The pier is lined with colored lights. Propped upright, in a decrepit fiberglass dinghy tied to the pilings, is one massive Christmas tree, slightly browned and hanging on to its last few strands of tinsel. A boy rolls into the light on a long skateboard. A girl plays Van Morrison on the guitar. These are the bodies that rose in silence to greet Maria in the graveyard, she is sure of it. There are a dozen or so people here already, all teenagers, high schoolers she guesses. But Maria cannot tell. Some of the girls look like they could be older than she. Maria thinks about her own high school years, a time in her life she is utterly surprised to look back upon fondly, as if it were an epoch of emotional simplicity.

“What is this?” Maria says.

“They light the Christmas tree on fire and send it out into the water,” Christopherson says. “It's cool.”

Like the Halloween spectacle of gravesite sit-ups, the goals of this teenage theater seem admirably low to Maria. They aim only for magic that will not fail. Why she cannot hem in the boundaries of her own life so wisely she does not know.

Something about the indifference in Christopherson's reply brings Jack to mind. Maria once again imagines Jack naked with Icy People, performing assorted sex things he had once done with her. She wonders if they are together at that very instant. The thought is both infuriating and strangely exciting. She is filled with an erotic energy she hasn't felt in months.

“Everything cool?” Christopherson says.

“Is everything cool?” Maria says. “I mean, no. What. My mom's sick and I'm a college dropout babysitting . . .” She looks at Christopherson, weighing her sudden compulsion to finish the thought. Christopherson's bottom lip juts out just a bit farther than the top. His face is long and slightly goofy. It is the first time Maria feels like she has really seen him. She cannot help but think again that this is a boy. He smiles mostly upper gum.

“What?” he says.

“My mom tell you to bring me here?” Maria says.

“No. Why?”

“I don't know,” Maria says. “I worry that she worries about me too much.” Maria's increasing certainty that her excursion with Christopherson is of her own design, and not her mother's, makes her feel more trusting.

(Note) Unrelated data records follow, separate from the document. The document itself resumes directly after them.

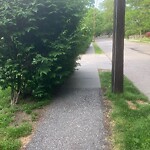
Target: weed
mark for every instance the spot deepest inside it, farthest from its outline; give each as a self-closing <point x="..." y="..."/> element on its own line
<point x="132" y="126"/>
<point x="97" y="49"/>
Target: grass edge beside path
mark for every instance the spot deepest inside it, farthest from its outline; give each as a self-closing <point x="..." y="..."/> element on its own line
<point x="97" y="49"/>
<point x="130" y="115"/>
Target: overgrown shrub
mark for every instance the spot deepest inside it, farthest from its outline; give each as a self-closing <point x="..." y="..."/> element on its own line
<point x="39" y="44"/>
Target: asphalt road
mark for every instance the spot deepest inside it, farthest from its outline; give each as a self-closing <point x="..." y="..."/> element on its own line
<point x="74" y="120"/>
<point x="136" y="62"/>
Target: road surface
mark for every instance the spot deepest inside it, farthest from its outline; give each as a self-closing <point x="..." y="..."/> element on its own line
<point x="136" y="62"/>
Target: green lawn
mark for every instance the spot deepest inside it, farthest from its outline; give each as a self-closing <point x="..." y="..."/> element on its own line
<point x="16" y="121"/>
<point x="97" y="48"/>
<point x="130" y="115"/>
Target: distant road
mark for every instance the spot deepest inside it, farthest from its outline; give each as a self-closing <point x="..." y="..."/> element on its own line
<point x="136" y="62"/>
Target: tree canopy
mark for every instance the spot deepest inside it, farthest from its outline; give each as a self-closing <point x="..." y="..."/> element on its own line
<point x="39" y="44"/>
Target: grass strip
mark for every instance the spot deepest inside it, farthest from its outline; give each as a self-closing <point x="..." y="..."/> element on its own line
<point x="130" y="115"/>
<point x="142" y="40"/>
<point x="97" y="48"/>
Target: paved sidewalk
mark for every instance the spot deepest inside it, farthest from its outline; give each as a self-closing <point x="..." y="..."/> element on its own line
<point x="74" y="121"/>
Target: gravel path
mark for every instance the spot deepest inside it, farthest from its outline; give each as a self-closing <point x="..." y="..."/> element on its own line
<point x="74" y="121"/>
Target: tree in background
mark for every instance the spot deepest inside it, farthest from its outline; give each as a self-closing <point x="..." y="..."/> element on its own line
<point x="137" y="14"/>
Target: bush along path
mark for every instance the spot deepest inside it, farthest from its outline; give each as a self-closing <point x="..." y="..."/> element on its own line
<point x="39" y="44"/>
<point x="74" y="120"/>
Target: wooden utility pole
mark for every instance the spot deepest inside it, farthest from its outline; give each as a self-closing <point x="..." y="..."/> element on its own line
<point x="118" y="46"/>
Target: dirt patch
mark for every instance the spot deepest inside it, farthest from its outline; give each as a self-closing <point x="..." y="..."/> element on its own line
<point x="20" y="117"/>
<point x="131" y="105"/>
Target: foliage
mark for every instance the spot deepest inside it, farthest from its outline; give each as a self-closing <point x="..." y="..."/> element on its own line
<point x="39" y="44"/>
<point x="106" y="7"/>
<point x="131" y="128"/>
<point x="136" y="22"/>
<point x="137" y="13"/>
<point x="97" y="49"/>
<point x="11" y="127"/>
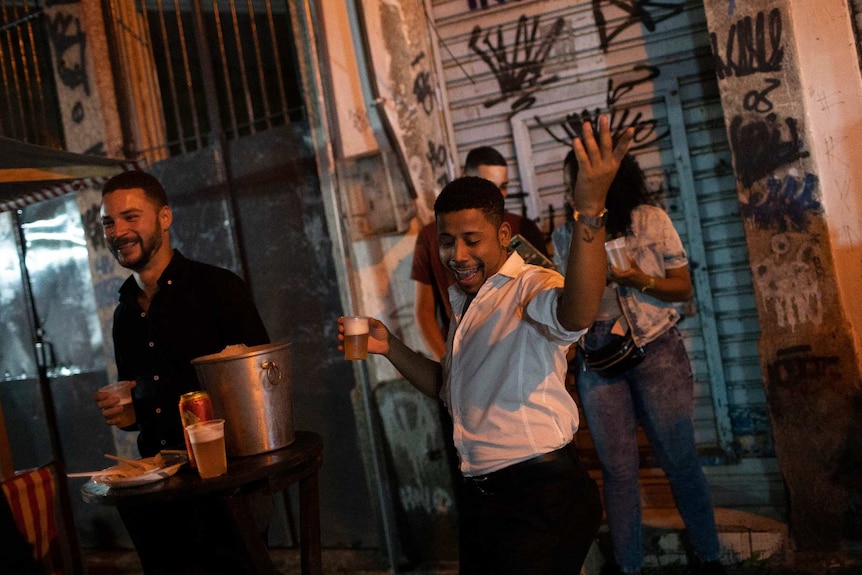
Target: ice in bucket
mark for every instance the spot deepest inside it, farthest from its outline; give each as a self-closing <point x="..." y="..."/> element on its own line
<point x="618" y="255"/>
<point x="355" y="337"/>
<point x="207" y="439"/>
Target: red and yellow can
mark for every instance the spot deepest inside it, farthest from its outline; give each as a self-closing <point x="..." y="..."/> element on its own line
<point x="195" y="406"/>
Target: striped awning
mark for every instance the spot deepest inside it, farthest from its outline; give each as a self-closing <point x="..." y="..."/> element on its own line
<point x="31" y="173"/>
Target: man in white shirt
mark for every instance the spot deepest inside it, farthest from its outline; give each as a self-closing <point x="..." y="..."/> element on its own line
<point x="529" y="506"/>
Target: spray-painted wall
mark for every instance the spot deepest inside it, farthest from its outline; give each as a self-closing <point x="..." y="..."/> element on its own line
<point x="518" y="77"/>
<point x="791" y="96"/>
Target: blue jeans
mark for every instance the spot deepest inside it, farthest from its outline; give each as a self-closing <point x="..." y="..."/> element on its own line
<point x="658" y="392"/>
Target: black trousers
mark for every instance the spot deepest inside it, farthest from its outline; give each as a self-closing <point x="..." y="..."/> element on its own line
<point x="538" y="519"/>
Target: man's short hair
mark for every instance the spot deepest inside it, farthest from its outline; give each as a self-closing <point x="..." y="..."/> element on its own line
<point x="468" y="193"/>
<point x="133" y="179"/>
<point x="482" y="156"/>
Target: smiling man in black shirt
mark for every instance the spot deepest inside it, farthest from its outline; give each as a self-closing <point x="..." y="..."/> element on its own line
<point x="171" y="311"/>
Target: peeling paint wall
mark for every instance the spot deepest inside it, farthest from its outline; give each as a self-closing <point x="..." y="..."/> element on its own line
<point x="792" y="115"/>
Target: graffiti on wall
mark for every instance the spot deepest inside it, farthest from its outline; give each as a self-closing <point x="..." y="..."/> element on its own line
<point x="788" y="282"/>
<point x="750" y="48"/>
<point x="782" y="203"/>
<point x="70" y="56"/>
<point x="519" y="70"/>
<point x="763" y="142"/>
<point x="797" y="365"/>
<point x="416" y="445"/>
<point x="406" y="87"/>
<point x="761" y="146"/>
<point x="644" y="13"/>
<point x="621" y="118"/>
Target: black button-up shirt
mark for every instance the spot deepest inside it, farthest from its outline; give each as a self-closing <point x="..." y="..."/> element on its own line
<point x="198" y="310"/>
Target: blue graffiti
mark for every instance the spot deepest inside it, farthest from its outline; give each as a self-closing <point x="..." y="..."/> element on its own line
<point x="759" y="148"/>
<point x="783" y="205"/>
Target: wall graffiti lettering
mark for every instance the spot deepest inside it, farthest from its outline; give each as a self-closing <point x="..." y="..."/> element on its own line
<point x="760" y="149"/>
<point x="750" y="48"/>
<point x="70" y="44"/>
<point x="91" y="220"/>
<point x="621" y="118"/>
<point x="438" y="159"/>
<point x="413" y="433"/>
<point x="518" y="72"/>
<point x="796" y="364"/>
<point x="783" y="205"/>
<point x="644" y="12"/>
<point x="482" y="4"/>
<point x="423" y="87"/>
<point x="431" y="500"/>
<point x="757" y="101"/>
<point x="788" y="283"/>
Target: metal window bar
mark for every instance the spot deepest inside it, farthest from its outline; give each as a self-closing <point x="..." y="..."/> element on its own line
<point x="193" y="109"/>
<point x="224" y="67"/>
<point x="27" y="112"/>
<point x="241" y="58"/>
<point x="255" y="78"/>
<point x="171" y="77"/>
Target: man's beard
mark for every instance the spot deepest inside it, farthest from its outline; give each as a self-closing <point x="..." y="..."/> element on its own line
<point x="147" y="250"/>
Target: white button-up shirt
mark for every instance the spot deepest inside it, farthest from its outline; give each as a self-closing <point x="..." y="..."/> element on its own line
<point x="504" y="369"/>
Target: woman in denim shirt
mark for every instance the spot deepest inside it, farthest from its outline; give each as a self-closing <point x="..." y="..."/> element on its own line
<point x="658" y="391"/>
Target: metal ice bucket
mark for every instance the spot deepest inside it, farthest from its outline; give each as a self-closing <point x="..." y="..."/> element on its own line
<point x="250" y="388"/>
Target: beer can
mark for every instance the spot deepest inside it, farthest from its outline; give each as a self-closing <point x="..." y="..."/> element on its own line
<point x="195" y="406"/>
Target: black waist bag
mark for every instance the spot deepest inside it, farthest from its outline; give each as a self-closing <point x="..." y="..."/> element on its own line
<point x="615" y="358"/>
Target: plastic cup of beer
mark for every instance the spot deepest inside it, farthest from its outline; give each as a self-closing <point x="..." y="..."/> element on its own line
<point x="207" y="439"/>
<point x="618" y="255"/>
<point x="355" y="337"/>
<point x="122" y="391"/>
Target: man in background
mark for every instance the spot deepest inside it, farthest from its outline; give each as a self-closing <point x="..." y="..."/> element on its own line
<point x="431" y="306"/>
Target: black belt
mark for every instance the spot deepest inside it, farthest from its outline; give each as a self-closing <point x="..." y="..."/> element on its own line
<point x="522" y="472"/>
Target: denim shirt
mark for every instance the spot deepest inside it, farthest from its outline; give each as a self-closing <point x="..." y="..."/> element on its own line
<point x="654" y="243"/>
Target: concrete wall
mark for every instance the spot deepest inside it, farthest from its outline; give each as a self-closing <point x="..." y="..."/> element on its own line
<point x="790" y="87"/>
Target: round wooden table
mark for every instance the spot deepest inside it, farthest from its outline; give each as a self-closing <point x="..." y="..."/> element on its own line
<point x="247" y="478"/>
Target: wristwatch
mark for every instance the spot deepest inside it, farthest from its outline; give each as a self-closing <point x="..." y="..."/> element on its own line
<point x="595" y="222"/>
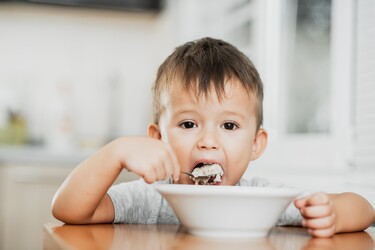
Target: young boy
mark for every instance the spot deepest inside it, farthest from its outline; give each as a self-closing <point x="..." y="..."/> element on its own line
<point x="207" y="109"/>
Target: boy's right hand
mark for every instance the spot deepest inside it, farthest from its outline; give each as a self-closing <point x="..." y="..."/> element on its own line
<point x="149" y="158"/>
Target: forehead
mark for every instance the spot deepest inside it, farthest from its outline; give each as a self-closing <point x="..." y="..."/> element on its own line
<point x="233" y="92"/>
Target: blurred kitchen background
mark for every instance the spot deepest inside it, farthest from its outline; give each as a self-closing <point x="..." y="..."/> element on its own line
<point x="76" y="74"/>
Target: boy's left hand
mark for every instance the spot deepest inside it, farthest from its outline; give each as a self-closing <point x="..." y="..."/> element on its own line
<point x="318" y="214"/>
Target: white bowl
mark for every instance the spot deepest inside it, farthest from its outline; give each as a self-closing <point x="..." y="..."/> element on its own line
<point x="227" y="211"/>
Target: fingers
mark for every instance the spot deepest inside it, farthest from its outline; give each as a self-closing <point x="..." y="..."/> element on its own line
<point x="316" y="199"/>
<point x="319" y="223"/>
<point x="164" y="165"/>
<point x="318" y="213"/>
<point x="322" y="233"/>
<point x="174" y="166"/>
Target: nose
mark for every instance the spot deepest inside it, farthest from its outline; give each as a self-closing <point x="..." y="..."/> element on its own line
<point x="208" y="139"/>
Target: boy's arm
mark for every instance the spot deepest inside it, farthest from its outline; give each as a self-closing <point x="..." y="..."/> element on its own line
<point x="82" y="198"/>
<point x="353" y="212"/>
<point x="327" y="214"/>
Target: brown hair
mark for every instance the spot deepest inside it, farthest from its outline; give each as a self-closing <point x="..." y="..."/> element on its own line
<point x="205" y="64"/>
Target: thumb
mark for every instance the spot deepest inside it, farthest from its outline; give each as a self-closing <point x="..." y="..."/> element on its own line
<point x="302" y="202"/>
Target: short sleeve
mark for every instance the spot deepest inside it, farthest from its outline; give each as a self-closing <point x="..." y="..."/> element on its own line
<point x="135" y="202"/>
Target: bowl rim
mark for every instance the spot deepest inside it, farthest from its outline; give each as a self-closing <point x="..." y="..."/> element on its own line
<point x="198" y="190"/>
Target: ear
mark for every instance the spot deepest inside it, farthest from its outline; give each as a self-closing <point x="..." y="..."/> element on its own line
<point x="259" y="144"/>
<point x="154" y="131"/>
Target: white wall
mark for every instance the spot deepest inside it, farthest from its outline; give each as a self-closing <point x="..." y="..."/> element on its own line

She senses she must not waste the opportunity to
speak with someone freely. She has become so accustomed to living with a guard around her words, the chance to speak any truth to someone who might actually want to hear it has become irresistible. She says, “You know I had a kid this summer, right?”

“Yeah,” Christopherson says, almost blushing with a desire to understand. His attempt for nonchalance is sweet and beguiling. Maria can tell that he so wants for her to be comfortable talking about this with him, even if he doesn't know how to play host to this moment. It is enough for Maria, though, that he is trying to put her at ease. She wants to reward him for his aspirations.

“Well and you know the baby I've been babysitting?” she says.

“The Price's kid. Bonny P. Yeah.”

“That's my baby.”

Christopherson keeps smiling. He even allows it to grow wider. More gum appears.

“What do you mean?” he says.

“I mean, that's actually my baby,” Maria says. “That's the baby I had.”

“How?” he says. “You know them?”

“No, I'd just seen them around last summer, when we were here. And I happened to recognize a photo of them on this adoption site. So I picked them. It was, like, fate.”

“Picked them?”

“To adopt my daughter.”

“Uh,” Christopherson says. His smile fades, as if bending under duress. This conversation is folly, Maria realizes. Christopherson is fifteen years old. “You mean they adopted your kid?”

“Oh fuck,” Maria says.

“What?”

“I mean, am I crazy?”

Christopherson's smile now fails completely. Maria has terrified the closest thing to a friend that she has in this town. She begins to cry.